Some are there just for Domingo, certainly, but many call out "Dima!" -- shorthand for Dmitri -- or reach out with programs for Hvorostovsky to sign. Most of these fans are women. "The ladies just drop dead when he walks on stage," says Beverly Sills, the soprano turned Met chairwoman. "He comes on and flashes that smile and the battle is over."
The cliche of opera is that the tenor always gets the girl, even if he's 63 and sags a bit, but Domingo has acknowledged that it might be necessary to tweak the formula, offstage at least. He came up with a revised one the first time he met Hvorostovsky's wife, Florence, who is half-Swiss, half-Italian and has her own remarkable head of hair, a cascading tangle of dark curls. "The baritone has more gorgeous woman," Domingo conceded upon seeing her, "but the tenor has more money."
It's nearing midnight when the baritone with the gorgeous wife signs his last autograph and says, "Let's go," then leads her across Broadway for a bite to eat. He seems the epitome of the artist triumphant, and a man without a care -- except that neither life nor opera ever plays out that easily.
Standing out in L.A.
Hvorostovsky's PR people have touted his recital at the Dorothy Chandler Pavilion next Sunday as his "first time ever" performing in Los Angeles, but that's a touch of puffery -- he appeared at the Hollywood Bowl in 1993 and the Music Center in 1994 and, in fact, his history in L.A. dates to before he was Dmitri Hvorostovsky. The concert programs transliterated his name as Kvorostovsky 15 years ago, when he made his first trip to the United States as a junior member of a tour led by an aging Soviet mezzo-soprano, Irina Arkhipova. Her six-member troupe drew no more than 200 people to the 1,270-seat Wilshire Ebell Theatre on April 16, 1989, and The Times' music critic then, Martin Bernheimer, had a field day recounting the "embarrassing" night. Other than Arkhipova, the name performer was her "tenor caricature" husband, a Bolshoi veteran who "bleated noisily, even painfully" at times.

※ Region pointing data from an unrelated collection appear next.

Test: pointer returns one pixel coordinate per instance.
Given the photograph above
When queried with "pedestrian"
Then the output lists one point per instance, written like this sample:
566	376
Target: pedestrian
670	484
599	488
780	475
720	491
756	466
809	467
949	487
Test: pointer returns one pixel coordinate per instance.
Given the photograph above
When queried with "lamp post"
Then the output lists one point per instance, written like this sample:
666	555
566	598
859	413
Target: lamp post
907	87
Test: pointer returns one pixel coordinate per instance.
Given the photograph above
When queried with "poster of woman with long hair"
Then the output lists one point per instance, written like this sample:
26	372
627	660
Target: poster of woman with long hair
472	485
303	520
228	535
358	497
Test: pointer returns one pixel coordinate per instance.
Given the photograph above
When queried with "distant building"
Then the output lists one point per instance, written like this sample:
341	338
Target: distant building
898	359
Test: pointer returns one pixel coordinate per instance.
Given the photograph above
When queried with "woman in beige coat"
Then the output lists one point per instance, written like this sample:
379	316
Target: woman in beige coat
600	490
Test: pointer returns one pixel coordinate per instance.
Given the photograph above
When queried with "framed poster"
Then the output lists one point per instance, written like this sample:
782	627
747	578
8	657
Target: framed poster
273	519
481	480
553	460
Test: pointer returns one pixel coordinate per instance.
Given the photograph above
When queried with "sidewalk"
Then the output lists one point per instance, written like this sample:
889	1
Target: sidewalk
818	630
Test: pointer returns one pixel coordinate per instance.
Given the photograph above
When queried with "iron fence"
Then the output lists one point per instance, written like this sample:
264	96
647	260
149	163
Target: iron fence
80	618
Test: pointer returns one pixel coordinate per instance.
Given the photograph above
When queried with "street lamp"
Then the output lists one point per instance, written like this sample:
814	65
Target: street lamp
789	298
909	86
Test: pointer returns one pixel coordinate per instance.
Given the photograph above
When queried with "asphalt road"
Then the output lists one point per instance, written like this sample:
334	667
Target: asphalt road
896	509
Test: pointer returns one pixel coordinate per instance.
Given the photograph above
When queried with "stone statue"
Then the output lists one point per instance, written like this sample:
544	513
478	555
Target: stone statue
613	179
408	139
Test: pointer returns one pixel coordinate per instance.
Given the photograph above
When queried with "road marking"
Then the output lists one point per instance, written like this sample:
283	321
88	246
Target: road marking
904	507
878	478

But the Times critic also reported on a "revelation" -- the tour's 26-year-old baritone from Siberia. "If he always sings as he did on this occasion," Bernheimer wrote, "he could have the world at his feet." Perhaps as significant was that the review's three paragraphs on the then unknown said nothing about his looks. Every word focused on his technical and interpretive skills, which clearly were the product of old-school Russian training.
Americans may think of Siberia as another Wild West, and Hvorostovsky's accounts of his background don't dispel that notion: how his great-grandfather was "chain-walked" there for "certain crimes" and how he himself was prone to nose-breaking street brawls as a kid; then how he got his first professional gigs as a teenager, as the vodka-swigging frontman for a heavy metal band that performed at a campground. But his city, Krasnoyarsk, had two opera houses along with radar installations designed to detect U.S. missiles. And the young Dmitri, however rowdy, enjoyed sculpting and the piano along with soccer. By the time he was 16, he had settled down to pursue his destiny.
Hvorostovsky says the turning point came after he stayed out all night partying with his bandmates, and his father, a chemical engineer -- and an accomplished amateur singer -- found him the next morning, hung over and stinking of cigarettes, with a girl. "He never touched me," the baritone recalls. "He gave me a look. He left and walked out."